Una persona que duerma diez horas sólo se da cuenta del tiempo cronológico cuando se despierta. En el sueño profundo no es consciente del tiempo. No sabe si ha dormido durante una o diez horas. Su cuerpo y su consciencia (citta) se hallan en un estado carente de propósito o impensante. En el momento en que se despierta, citta se llena de pensamientos. La meditación es un estado en que se simula conscientemente esa cualidad de ausencia de pensamientos, que requiere de una tremenda acción ensimismada sin ninguna tensión ni agitación emocional. 

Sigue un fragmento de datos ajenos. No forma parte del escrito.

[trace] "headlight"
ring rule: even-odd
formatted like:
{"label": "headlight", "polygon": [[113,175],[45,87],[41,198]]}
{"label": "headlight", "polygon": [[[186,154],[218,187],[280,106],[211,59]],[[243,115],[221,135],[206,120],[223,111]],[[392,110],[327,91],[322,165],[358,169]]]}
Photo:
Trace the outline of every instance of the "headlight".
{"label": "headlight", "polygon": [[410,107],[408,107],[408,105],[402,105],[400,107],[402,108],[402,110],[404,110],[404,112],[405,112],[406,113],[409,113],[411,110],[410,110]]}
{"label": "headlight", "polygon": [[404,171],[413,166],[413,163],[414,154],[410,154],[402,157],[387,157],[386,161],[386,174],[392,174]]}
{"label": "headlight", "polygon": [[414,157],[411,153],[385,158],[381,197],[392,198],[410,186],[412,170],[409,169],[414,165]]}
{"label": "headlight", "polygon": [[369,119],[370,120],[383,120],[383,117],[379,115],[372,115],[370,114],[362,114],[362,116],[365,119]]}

La meditación no es un estado negativo, sino un estado de vida positivo y puro. De igual manera que no puede expresarse la experiencia de dormir, tampoco puede expresarse la meditación, pero se vive en ella. En el momento en que se expresa, no es meditación, sino una expresión, que puede no ajustarse a las experiencias. En el sueño se está impensante, y en el momento en que uno se despierta se llena de pensamientos. En la meditación se permanece atentamente impensante o impensantemente atento. Si el sueño es un estado negativo, la meditación lo es positivo. Es vivir el momento sin dejarse atrapar en los movimientos de los momentos. En este estado de meditación desaparecen causa y efecto, se experimenta un tiempo atemporal y uno presencia el espacio intemporal. 

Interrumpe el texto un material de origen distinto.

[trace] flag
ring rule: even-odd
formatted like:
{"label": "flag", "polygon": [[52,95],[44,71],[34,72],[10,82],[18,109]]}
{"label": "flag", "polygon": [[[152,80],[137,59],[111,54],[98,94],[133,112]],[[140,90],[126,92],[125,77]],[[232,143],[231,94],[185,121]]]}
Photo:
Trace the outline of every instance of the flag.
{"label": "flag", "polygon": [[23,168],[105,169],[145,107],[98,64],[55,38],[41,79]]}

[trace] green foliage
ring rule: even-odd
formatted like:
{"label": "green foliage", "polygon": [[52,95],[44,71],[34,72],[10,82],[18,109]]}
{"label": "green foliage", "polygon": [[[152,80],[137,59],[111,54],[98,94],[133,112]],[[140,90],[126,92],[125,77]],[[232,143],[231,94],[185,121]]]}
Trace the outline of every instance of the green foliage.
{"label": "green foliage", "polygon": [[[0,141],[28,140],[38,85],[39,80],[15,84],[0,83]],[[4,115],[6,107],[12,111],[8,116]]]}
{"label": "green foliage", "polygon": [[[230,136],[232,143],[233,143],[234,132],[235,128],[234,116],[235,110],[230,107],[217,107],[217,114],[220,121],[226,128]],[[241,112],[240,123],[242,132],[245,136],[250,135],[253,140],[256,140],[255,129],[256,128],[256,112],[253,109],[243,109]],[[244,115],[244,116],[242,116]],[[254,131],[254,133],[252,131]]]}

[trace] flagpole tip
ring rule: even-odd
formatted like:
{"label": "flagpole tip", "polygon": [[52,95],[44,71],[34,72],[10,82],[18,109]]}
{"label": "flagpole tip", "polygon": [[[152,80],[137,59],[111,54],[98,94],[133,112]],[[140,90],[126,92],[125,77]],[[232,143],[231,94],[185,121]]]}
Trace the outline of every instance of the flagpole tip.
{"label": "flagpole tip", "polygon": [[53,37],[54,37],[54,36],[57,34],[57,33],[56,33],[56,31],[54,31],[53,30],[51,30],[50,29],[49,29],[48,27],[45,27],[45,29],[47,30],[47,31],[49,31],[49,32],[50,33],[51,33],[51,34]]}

El tiempo psicológico tiene un principio y un final, mientras que el tiempo cronológico (kala) carece de principio y de fin. Eso es el espacio intemporal. En la meditación, tanto el estado pensante como el impensante están equilibrados. 

Una persona madura intelectualmente nunca puede permanecer en un estado de inocencia, porque su ego no le permite ser inocente, mientras que en el estado más elevado de la meditación, el ego queda silenciado y la inteligencia se vuelve inocente. Este estado de inocencia en una inteligencia madura es meditación. Aunque hemos nacido siendo seres sencillos , hemos ido creando complicaciones al ir creciendo. El yoga nos ayuda a regresar al estado de simplicidad original. 

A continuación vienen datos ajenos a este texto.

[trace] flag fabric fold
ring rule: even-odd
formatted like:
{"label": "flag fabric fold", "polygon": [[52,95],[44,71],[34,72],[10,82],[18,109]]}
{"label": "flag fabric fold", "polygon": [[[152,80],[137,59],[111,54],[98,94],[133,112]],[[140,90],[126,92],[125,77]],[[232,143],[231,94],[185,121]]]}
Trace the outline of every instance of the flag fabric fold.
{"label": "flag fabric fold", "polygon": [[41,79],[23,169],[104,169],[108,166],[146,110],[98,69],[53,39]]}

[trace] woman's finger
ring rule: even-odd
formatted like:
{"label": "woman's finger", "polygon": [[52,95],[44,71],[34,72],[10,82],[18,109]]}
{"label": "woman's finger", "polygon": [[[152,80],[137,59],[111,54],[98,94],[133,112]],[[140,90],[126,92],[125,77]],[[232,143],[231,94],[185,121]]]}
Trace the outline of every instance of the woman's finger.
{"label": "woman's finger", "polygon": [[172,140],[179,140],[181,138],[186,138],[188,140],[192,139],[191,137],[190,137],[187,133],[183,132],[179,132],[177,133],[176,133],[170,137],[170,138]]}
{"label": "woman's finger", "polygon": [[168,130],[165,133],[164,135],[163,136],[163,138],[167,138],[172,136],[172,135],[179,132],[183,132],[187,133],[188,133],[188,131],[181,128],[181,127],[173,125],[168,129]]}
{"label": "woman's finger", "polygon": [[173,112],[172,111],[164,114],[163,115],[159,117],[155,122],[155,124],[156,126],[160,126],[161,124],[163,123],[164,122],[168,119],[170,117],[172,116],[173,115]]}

Una existencia pura, simple y sagrada
La evolución real es la de la percepción consciente interior, que se expande y penetra en las profundidades internas y externas. Aunque es fácil sentir la pureza y la divinidad interiores, resulta difícil mantener esta percepción de manera constante. Hay que cuestionarse uno mismo y analizar por qué esta pureza divina se desvanece con tanta asiduidad y queda interrumpida sin darnos cuenta. En nuestra sadhana no hemos de perder ni pureza ni simplicidad. Hay que recargar la memoria filtrada para que vuelva a madurar, y así nos guíe por el camino correcto de la práctica yóguica y nos salve de caer de la vida purificada. El yogagni (fuego del yoga) debe arder a través de las prácticas yóguicas propias, con esa memoria madurada, hasta que se alcance el objetivo. La memoria sólo se abandona cuando se alcanza el objetivo. El objetivo es el alma. En ese estado no queda nada excepto el puro ser  que es sat. Sat es existencia pura y sagrada, libre de toda esclavitud, libre de todo. Esta libertad definitiva llega a través de una dedicadas y devotas prácticas de disciplina yóguica en la vida cotidiana.